This work focuses on the development of an analytical framework to study a diffusion-assisted molecular communication-based network of nano-machines (NMs) with a clustered initial deployment to detect a target in a three-dimensional (3D) medium. Leveraging the Poisson cluster process to model the initial locations of clustered NMs, we derive the analytical expression for the target detection probability with respect to time along with relevant bounds. We also investigate a single-cluster scenario. All the derived expressions are validated through extensive particle-based simulations.
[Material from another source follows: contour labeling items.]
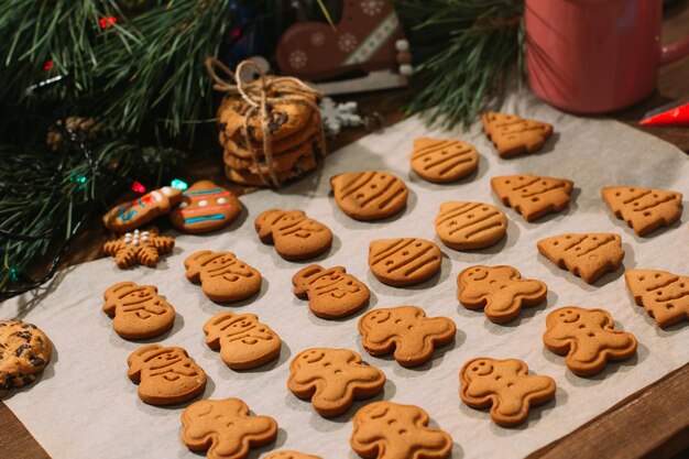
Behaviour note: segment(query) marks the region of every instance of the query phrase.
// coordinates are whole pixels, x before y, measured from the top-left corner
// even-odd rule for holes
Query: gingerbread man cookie
[[[308,298],[308,307],[318,317],[347,317],[369,304],[371,292],[342,266],[328,270],[313,264],[292,277],[294,294]]]
[[[155,266],[162,253],[172,252],[175,240],[166,236],[158,236],[156,228],[145,231],[134,230],[124,233],[119,239],[108,241],[102,247],[103,252],[114,256],[114,262],[121,269],[134,264]]]
[[[645,236],[660,227],[669,227],[681,216],[681,193],[641,186],[608,186],[603,199],[615,217]]]
[[[232,252],[201,250],[184,261],[187,278],[201,283],[201,289],[214,302],[240,302],[261,291],[261,273],[238,260]]]
[[[255,314],[220,313],[204,325],[206,345],[220,349],[222,361],[232,370],[247,370],[280,356],[277,334],[259,321]]]
[[[200,181],[182,194],[182,203],[169,212],[179,231],[198,234],[230,225],[241,210],[237,196],[210,181]]]
[[[529,376],[528,365],[517,359],[473,359],[459,372],[459,396],[472,408],[491,407],[491,418],[503,427],[526,420],[533,405],[555,397],[555,380]]]
[[[0,397],[24,386],[43,372],[53,357],[53,346],[35,325],[0,320]]]
[[[103,293],[102,312],[113,318],[112,329],[124,339],[153,338],[175,324],[175,308],[153,285],[120,282]]]
[[[411,165],[425,181],[449,183],[474,172],[479,153],[460,140],[420,138],[414,141]]]
[[[575,183],[566,178],[531,174],[491,178],[491,187],[502,204],[522,214],[526,221],[562,210],[569,205],[573,186]]]
[[[127,359],[129,379],[150,405],[175,405],[206,390],[206,372],[182,348],[149,345]]]
[[[580,376],[591,376],[605,368],[608,360],[625,360],[636,352],[636,338],[613,330],[615,323],[606,310],[566,306],[546,317],[543,342]]]
[[[252,416],[239,398],[201,400],[182,413],[182,442],[208,459],[243,459],[251,447],[277,437],[277,423],[270,416]]]
[[[493,142],[500,157],[534,153],[553,134],[553,127],[542,121],[527,120],[516,114],[489,111],[481,116],[483,131]]]
[[[622,238],[611,233],[560,234],[537,243],[542,255],[589,284],[622,264]]]
[[[256,217],[254,226],[261,242],[274,244],[285,260],[310,259],[332,244],[330,229],[302,210],[266,210]]]
[[[438,238],[450,249],[475,250],[504,238],[507,218],[490,204],[449,201],[440,206],[435,228]]]
[[[322,417],[344,413],[354,400],[371,398],[383,390],[385,374],[361,363],[349,349],[315,348],[299,352],[289,364],[287,389],[311,401]]]
[[[536,306],[548,294],[546,284],[522,278],[512,266],[469,266],[457,276],[457,286],[462,306],[485,306],[485,316],[495,324],[514,320],[523,306]]]
[[[124,232],[136,229],[179,204],[182,190],[164,186],[129,203],[114,206],[102,218],[106,227]]]
[[[369,245],[369,267],[383,284],[416,285],[440,272],[442,253],[422,238],[376,239]]]
[[[330,186],[340,209],[363,221],[392,217],[406,206],[409,194],[404,182],[380,171],[339,174]]]
[[[452,437],[428,427],[428,413],[415,405],[375,402],[354,415],[349,445],[370,459],[444,459],[452,452]]]
[[[644,306],[659,327],[689,320],[689,276],[655,270],[630,270],[624,273],[634,302]]]
[[[447,317],[426,317],[417,306],[375,309],[359,320],[363,348],[371,356],[394,351],[402,367],[417,367],[433,358],[436,346],[455,339],[457,327]]]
Furthermore, we analyze the impact of key parameters, such as the mean number of NMs per cluster, the density of the cluster, and the spatial spread, on the detection performance. Our results show that detection probability is greatly influenced by clustering, and different spatial arrangements produce varying performances. The results offer a better understanding of how molecular communication systems should be designed for optimal target detection in nanoscale and biological environments.

翻译：本研究致力于开发一种分析框架，以研究基于扩散辅助分子通信的纳米机器网络在三维介质中检测目标的能力，该网络采用集群化初始部署。通过利用泊松簇过程对集群纳米机器的初始位置进行建模，我们推导出目标检测概率随时间变化的解析表达式及其相关边界。同时，我们探究了单集群场景。所有推导出的表达式均通过广泛的基于粒子的仿真得到验证。此外，我们分析了关键参数（如每簇纳米机器的平均数量、簇密度和空间扩散范围）对检测性能的影响。结果表明，检测概率受集群化影响显著，不同的空间布局会产生不同的性能表现。这些结果为如何在纳米尺度及生物环境中设计分子通信系统以实现最优目标检测提供了更深入的理解。